As long as she remembers, she has taken her place, and thanks to a supporting family, has Alexandrea dared to offer herself completely without shyness. But not everyone around her liked her success.
- The times I was frozen out at school has settled inside me. I recall how it happened, what was said and how the environment was. Like when we went on a class excursion and was about to eat lunch together. All the girls sat together. When I went there and asked if I could sit there also, they said there was no room. I remember a girl who turned her back on me and left every time I walked by. If she came into a group, she would turn and leave, Alexandra tells with a clear look.
- I could walk into a classroom and there would be written about me on the blackboard. In high school, I changed to another school. I didn’t fit, I wasn’t cool enough for those who went there. You need hardship before success, that’s the way it is with everything. Luckily I opened up to my parents at that time.
After high school, it became easier for the songbird. The Idol-participation became a jump to a two-year long tour with the known DJ, Alan Walker. Later the participation in MGP with the “Haba-Haba” vocalist, Stella Mwangi.
When three destinies become one
Tom Hugo, Fred René og Alexandra er født over tre forskjellige tiår. De er oppvokst i hver sin ende av vårt langstrakte land. En homofil, en same og en kvinne – alle representerer de folkegrupper som har kjempet en historisk kamp for rettferdighet. I desember 2018 befant de seg for første gang i samme rom – med et felles mål om å vinne Eurovision i Tel Aviv.
– Først 4. desember, én uke etter at fristen hadde gått ut, fikk vi beskjed om at «Keiino» var med videre i MGP. Da hadde vi enda ikke møttes! Jeg hadde kontaktet Fred noen måneder tidligere, og vi hadde sendt ideer frem og tilbake. Alexandra ble egentlig tilbudt å synge en annen sang, men ville kun delta om vi fikk fremføre «Spirit in the sky». Nå gjensto det å spille inn sangen – og vi hadde to dager på oss! avslører Tom Hugo.
A nerve-wrecking first meeting
Fred recalls the first meeting as nerve-wrecking.
- It was Tom who had handpicked us. It wasn’t a given that it would work. When I met the others, I had only just handed over my apartment. I had been through a break-up and moved back to Oslo after some time in Kårfjord. A lot of things happened right then. KEiiNO was exactly what I needed, to be able to look forward again.
Above all expectations
lexandra thinkgs the first meeting went above all expectations.

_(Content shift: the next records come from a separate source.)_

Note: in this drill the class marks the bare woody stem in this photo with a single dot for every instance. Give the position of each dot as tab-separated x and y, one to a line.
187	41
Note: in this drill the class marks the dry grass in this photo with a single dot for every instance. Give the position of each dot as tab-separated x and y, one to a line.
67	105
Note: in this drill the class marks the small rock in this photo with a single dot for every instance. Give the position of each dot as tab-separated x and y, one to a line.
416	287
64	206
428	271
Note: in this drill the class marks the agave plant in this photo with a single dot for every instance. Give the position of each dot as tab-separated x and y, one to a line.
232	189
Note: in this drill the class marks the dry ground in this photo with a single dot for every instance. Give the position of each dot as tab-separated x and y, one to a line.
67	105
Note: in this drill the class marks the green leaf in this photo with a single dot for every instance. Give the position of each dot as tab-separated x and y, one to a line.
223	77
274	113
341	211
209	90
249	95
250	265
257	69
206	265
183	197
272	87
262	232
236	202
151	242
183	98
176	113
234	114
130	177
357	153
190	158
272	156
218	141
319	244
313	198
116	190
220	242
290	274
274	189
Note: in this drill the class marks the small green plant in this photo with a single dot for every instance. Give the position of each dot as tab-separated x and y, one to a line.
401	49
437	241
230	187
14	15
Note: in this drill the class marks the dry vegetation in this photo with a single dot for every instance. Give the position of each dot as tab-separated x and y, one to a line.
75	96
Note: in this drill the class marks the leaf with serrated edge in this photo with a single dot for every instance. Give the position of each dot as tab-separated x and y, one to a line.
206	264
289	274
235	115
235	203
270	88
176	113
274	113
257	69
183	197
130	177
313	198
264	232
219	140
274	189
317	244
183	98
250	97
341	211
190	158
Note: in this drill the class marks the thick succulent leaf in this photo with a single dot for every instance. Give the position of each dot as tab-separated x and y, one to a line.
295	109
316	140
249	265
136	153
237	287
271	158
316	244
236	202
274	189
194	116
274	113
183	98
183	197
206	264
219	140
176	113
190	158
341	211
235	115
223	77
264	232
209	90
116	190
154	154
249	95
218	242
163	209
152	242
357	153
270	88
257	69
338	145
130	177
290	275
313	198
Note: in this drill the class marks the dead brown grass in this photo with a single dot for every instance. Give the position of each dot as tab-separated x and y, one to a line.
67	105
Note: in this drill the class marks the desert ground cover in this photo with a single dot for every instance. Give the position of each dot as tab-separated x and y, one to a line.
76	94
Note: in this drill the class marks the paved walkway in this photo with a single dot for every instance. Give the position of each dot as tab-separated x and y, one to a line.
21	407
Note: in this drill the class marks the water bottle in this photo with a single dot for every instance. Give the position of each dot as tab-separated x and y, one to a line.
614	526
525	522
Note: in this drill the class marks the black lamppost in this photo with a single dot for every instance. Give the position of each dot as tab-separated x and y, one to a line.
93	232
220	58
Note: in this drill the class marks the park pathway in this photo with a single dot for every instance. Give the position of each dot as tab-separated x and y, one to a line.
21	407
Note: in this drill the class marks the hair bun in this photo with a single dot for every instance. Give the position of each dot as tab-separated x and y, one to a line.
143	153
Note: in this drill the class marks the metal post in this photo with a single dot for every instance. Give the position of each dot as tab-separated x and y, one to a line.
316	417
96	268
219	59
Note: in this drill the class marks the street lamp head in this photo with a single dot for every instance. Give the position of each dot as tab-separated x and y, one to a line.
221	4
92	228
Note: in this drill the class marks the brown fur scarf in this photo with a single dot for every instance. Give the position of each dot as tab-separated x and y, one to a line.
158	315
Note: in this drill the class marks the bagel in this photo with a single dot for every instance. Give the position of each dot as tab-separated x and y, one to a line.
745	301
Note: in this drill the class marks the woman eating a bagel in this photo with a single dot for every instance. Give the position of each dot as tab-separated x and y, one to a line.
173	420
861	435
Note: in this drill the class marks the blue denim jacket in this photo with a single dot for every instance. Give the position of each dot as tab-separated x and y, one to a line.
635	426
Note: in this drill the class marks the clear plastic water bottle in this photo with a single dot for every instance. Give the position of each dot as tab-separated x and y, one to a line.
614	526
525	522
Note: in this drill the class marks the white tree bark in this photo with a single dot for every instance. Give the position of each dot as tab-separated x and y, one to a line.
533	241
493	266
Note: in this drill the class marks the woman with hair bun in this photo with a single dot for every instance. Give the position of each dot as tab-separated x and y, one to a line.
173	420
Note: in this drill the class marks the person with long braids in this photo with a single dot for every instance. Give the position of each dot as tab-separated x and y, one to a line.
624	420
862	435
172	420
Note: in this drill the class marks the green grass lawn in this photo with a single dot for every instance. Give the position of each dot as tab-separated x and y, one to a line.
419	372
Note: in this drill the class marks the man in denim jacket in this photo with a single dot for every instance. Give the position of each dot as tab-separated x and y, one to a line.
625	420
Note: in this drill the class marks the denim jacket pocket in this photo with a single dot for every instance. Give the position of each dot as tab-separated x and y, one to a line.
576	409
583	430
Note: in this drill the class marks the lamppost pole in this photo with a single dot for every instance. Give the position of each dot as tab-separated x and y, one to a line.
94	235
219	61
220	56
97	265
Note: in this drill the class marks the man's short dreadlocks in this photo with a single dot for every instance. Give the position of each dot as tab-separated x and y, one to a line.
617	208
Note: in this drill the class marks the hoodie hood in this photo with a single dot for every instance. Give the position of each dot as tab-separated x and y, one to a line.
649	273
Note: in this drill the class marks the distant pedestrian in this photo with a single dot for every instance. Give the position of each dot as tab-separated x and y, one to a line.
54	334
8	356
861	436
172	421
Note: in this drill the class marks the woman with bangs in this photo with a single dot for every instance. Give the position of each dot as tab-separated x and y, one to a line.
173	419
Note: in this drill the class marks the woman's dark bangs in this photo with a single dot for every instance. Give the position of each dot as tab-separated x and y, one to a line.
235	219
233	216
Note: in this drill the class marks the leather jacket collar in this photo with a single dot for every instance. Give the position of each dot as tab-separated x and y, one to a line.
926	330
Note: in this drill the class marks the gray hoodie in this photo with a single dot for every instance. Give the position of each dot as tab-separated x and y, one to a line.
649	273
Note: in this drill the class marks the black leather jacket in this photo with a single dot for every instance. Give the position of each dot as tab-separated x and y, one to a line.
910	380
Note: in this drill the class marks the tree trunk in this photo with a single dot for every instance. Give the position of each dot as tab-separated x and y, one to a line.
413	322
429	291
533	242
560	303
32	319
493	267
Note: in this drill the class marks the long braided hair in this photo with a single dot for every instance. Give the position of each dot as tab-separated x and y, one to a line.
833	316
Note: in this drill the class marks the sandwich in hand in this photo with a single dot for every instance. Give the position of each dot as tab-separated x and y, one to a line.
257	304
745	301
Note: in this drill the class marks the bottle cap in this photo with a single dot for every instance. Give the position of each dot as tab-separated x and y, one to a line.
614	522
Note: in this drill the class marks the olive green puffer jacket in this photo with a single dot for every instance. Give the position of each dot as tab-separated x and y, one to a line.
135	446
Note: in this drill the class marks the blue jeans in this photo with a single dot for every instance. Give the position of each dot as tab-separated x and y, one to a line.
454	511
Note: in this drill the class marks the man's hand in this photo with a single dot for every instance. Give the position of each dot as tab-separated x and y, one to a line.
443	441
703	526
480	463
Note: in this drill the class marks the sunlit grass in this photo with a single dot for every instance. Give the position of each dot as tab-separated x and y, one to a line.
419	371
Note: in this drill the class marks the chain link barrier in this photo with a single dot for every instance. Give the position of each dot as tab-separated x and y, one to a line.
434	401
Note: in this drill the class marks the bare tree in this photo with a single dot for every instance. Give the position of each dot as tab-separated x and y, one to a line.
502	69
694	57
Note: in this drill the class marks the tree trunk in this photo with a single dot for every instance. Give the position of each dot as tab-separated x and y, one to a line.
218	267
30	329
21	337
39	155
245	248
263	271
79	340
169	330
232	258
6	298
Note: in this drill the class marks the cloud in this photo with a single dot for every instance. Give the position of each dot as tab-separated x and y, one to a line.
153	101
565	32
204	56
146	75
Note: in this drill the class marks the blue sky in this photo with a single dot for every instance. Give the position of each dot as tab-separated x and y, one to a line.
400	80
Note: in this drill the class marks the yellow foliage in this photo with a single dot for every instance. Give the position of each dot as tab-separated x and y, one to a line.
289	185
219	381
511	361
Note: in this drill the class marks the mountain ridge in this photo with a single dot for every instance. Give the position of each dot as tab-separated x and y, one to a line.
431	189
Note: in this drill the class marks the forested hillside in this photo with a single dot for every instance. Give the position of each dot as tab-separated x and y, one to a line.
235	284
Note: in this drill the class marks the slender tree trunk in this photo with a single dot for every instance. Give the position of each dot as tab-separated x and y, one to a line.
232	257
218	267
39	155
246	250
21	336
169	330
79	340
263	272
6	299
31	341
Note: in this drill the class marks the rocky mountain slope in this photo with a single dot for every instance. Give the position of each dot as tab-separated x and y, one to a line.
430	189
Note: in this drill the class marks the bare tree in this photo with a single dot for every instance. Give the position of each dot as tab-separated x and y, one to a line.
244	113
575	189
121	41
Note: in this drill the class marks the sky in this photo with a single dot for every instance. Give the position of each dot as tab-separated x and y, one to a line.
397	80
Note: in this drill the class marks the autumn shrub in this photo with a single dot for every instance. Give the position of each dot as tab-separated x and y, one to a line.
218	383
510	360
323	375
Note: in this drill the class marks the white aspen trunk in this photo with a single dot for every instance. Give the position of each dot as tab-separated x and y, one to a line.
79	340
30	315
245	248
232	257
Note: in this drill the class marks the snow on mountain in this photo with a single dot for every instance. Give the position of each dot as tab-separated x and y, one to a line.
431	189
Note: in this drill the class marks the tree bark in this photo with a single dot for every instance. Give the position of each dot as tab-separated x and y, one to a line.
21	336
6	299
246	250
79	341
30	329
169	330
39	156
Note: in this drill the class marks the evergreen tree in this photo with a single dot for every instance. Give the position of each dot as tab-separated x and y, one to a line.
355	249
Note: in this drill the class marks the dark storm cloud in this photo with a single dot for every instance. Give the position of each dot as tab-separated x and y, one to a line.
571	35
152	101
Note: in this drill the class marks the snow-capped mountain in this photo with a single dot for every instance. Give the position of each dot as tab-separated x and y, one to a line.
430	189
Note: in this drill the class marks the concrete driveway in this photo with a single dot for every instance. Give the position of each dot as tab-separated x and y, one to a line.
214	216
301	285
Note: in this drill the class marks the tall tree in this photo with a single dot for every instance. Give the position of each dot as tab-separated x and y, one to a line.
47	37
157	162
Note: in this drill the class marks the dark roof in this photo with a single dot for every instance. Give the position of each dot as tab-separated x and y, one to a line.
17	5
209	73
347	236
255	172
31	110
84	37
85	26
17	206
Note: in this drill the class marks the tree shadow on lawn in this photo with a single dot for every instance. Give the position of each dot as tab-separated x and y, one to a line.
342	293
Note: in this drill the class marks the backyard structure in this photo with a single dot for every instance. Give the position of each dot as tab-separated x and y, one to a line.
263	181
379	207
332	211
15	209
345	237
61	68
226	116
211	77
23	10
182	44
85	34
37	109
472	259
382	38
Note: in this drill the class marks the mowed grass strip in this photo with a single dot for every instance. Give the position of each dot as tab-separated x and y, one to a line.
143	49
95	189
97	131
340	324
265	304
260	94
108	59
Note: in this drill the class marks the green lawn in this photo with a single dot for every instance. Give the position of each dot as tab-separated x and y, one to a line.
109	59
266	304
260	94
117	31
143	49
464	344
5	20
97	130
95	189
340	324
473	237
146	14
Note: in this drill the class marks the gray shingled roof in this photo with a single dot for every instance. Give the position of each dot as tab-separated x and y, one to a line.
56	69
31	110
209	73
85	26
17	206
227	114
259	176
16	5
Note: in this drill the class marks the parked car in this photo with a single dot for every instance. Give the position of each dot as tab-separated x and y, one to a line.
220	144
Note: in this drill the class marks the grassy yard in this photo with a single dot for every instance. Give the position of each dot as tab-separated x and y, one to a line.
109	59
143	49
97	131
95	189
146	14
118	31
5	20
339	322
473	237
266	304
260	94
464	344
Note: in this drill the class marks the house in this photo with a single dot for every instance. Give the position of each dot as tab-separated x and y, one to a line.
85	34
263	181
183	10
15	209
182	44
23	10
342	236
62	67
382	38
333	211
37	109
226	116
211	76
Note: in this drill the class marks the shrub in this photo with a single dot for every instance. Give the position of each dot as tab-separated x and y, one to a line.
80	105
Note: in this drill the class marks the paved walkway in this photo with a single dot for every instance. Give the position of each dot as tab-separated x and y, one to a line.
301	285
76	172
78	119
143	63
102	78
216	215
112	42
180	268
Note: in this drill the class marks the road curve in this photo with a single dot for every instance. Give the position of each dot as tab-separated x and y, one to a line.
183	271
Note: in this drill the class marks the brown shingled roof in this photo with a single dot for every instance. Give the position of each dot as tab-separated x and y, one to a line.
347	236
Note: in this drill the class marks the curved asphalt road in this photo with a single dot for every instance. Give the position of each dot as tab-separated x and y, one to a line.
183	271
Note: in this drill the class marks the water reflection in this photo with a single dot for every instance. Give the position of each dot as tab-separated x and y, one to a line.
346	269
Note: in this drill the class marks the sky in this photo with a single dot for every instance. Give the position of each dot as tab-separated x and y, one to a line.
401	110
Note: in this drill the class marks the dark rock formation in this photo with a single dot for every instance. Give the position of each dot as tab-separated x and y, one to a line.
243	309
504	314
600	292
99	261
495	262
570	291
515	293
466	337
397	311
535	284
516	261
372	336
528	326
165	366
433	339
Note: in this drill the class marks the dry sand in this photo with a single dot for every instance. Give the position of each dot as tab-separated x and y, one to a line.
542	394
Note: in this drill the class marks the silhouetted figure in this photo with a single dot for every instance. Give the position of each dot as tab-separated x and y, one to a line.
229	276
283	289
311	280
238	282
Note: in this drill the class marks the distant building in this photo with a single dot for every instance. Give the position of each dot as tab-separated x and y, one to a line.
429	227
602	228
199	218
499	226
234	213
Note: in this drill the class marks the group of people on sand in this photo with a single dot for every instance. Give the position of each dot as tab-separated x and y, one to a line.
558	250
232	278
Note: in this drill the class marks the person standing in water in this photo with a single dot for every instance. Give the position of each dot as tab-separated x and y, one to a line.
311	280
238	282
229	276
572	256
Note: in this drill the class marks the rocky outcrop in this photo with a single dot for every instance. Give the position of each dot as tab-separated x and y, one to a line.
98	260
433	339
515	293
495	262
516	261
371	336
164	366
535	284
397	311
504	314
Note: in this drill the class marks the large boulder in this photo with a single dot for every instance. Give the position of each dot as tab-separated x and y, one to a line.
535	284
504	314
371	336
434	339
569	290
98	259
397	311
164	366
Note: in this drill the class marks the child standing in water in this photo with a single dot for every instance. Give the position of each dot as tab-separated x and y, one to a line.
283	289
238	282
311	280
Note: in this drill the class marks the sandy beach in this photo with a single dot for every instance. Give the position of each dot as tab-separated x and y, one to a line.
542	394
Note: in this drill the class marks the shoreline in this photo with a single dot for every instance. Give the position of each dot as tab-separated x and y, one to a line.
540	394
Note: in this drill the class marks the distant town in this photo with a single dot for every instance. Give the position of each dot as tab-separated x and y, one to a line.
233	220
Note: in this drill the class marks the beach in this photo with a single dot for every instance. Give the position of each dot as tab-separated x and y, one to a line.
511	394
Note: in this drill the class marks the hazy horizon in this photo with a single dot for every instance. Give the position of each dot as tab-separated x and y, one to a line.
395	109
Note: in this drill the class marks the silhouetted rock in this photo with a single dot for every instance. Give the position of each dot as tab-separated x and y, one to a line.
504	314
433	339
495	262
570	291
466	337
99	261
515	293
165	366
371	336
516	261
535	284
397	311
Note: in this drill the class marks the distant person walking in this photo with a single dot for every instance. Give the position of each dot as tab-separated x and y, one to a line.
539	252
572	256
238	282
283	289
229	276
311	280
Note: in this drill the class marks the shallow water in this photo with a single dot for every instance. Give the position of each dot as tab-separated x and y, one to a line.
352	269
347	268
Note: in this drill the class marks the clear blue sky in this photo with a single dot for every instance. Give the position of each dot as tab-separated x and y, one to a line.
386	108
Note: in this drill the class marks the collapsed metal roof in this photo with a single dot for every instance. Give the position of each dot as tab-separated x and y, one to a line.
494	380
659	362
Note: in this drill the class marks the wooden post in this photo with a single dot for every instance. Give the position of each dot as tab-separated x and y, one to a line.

- With such different people and such large age-gap, one should really think it was doomed to fail. But the chemistry was in place straight away. And everything has just become better and better as we have opened up more. Since then, we have traveled country and beach together, and shown ourselves from our most vulnerable sides. It has made us become like siblings. We are hard-working and really want this so badly, all of us.
Tom Hugo agrees with Alexandra’s thoughts.
- I feel I have become new siblings in Fred and Alexandra. Its like in a love realationship where you find “the one”-. That’s how it feels with KEiiNO. We work so well together and will continue working together, far our over the Eurovision-participation.
Have a goal
But first, they have one goal: winning the people during the big final in Tel Aviv.
- Already when I contacted Fred, I said we were planning to win Eurovision with a song about respect and equality. Of course, we weren’t we would win MGP, but it was an important partial goal on the way. Today I’m a realist, but I also have faith, tells Tom Hugo.
- We are people of the people: Fred from Kautokeino, Alexandra from Råholt and myself from a less hipp place in Kristiansand. None of us are from a finer cultural home. We like music which most people like. And we have the faith that we are going to win the people’s votes.